Санда попятилась и вдруг услышала другой голос за спиной — тот, что не слышала много лет.
— Боже, ты такая наивная…
В другом зеркале стоял юноша в форме гимназиста и глядел на девушку красивыми насмешливыми глазами.
— Думала, я буду дружить с тобой просто так? Ходить за ручку, пока нам не стукнет восемнадцать? Санда, какой же ты ребенок… — Он цокнул языком. — Извини, но твоя соседка по парте куда сговорчивее.

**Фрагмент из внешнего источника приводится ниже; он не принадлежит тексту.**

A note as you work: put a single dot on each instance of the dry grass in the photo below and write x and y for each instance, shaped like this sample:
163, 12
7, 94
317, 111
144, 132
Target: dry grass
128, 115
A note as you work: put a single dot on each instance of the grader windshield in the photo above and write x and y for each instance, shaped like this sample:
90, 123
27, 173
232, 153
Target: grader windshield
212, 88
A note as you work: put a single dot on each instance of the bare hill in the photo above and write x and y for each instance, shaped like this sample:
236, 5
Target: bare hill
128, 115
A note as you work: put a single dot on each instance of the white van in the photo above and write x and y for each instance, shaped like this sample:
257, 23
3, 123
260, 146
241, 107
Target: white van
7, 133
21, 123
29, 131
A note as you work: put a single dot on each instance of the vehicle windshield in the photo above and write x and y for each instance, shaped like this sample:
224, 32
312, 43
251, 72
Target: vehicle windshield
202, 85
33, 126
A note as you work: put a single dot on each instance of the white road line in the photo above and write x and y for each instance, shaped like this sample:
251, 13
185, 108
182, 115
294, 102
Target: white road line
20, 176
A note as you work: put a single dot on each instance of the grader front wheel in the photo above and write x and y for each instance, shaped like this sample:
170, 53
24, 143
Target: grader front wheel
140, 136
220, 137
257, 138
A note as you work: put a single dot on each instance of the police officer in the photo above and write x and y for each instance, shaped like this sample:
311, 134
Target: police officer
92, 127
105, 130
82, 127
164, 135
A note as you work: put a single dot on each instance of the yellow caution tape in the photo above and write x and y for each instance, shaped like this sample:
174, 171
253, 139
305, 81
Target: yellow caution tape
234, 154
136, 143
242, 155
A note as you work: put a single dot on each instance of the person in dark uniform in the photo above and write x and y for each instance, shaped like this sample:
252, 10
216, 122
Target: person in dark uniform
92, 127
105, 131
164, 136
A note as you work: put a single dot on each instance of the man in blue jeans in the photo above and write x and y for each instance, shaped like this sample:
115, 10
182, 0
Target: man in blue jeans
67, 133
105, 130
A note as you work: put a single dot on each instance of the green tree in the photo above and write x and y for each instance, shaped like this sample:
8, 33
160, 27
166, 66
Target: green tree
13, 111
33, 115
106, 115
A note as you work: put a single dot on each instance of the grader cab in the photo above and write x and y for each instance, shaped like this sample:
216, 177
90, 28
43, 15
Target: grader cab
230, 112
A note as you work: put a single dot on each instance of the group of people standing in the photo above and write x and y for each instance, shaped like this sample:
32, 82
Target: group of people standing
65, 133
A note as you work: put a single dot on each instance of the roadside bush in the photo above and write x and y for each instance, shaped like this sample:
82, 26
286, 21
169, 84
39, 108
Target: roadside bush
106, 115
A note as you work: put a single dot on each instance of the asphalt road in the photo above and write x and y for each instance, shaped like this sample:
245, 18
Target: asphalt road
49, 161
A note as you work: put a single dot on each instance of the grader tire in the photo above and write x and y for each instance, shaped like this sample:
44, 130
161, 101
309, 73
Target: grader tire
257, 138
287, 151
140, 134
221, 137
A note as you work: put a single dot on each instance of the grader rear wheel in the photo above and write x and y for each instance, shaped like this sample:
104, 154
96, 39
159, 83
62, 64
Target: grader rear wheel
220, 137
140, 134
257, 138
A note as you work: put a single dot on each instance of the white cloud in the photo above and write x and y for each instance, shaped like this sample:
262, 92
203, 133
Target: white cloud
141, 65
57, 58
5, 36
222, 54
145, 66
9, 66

Девушка подпрыгнула и сжала кулаки. Так и хотелось дать пощечину ему — ему! Тому, кто разбил ее сердце! Она содрогнулась от ненависти.
И вдруг…
— Спи, дитятко, сладко-сладко, Ангел встанет у кроватки, Будет рядышком стоять, Сон твой охранять…Этот голос… Санда вздрогнула и чуть не бросилась прочь. Немного поодаль стояло еще одно крупное зеркало, где сидела женщина — босая, в длинной белой робе и с распущенными темными, давно не чесанными волосами, и, сложив руки на груди, баюкала пустоту. Подняв налитые кровью глаза, она бросила на Санду строгий взгляд:
— Почему не в кровати, Санда?
Девушка попятилась. Страх вперемешку с ненавистью, злостью, отвращением всколыхнулись в самой глубине души.
— Ах ты, непослушная девчонка! Ну, ничего… Я заставлю тебя уснуть!
И женщина продолжила петь нестройным болезненным голосом:
— Спи, дитятко, сладко-сладко, Ангел встанет у кроватки…Санда сделала шаг-другой назад, но вдруг почувствовала невероятную усталость. Ноги подогнулись, в глазах все затуманилось, и девушка осела на пол, думая только об одном: сейчас бы вздремнуть… Хоть немного… Она так долго путешествовала, прошла столько дорог… Пора бы отдохнуть и ей…
Веки Санды опустились, налитые тяжестью, и она провалилась в сон.
Что-то было не так. Санда падала в пустоту. Девушка вздрогнула, подняла голову и поняла, что лежит на полу в странном помещении: стены сверкали и сияли, переливались на свету — казалось, она попала внутрь драгоценного камня. Совсем рядом стоял зеркальный стол, а по ту сторону, сложив руки на столешнице, сидела… ее мать.
Санду пронзил настоящий ужас, она подскочила и попятилась, но наткнулась спиной на что-то твердое. Обернувшись, она увидела зеркало — самое обычное зеркало, в котором отражался зал, полный зеркал, и там, в проходе между зеркалами, лежала… Сомнений быть не могло. Лежала она сама.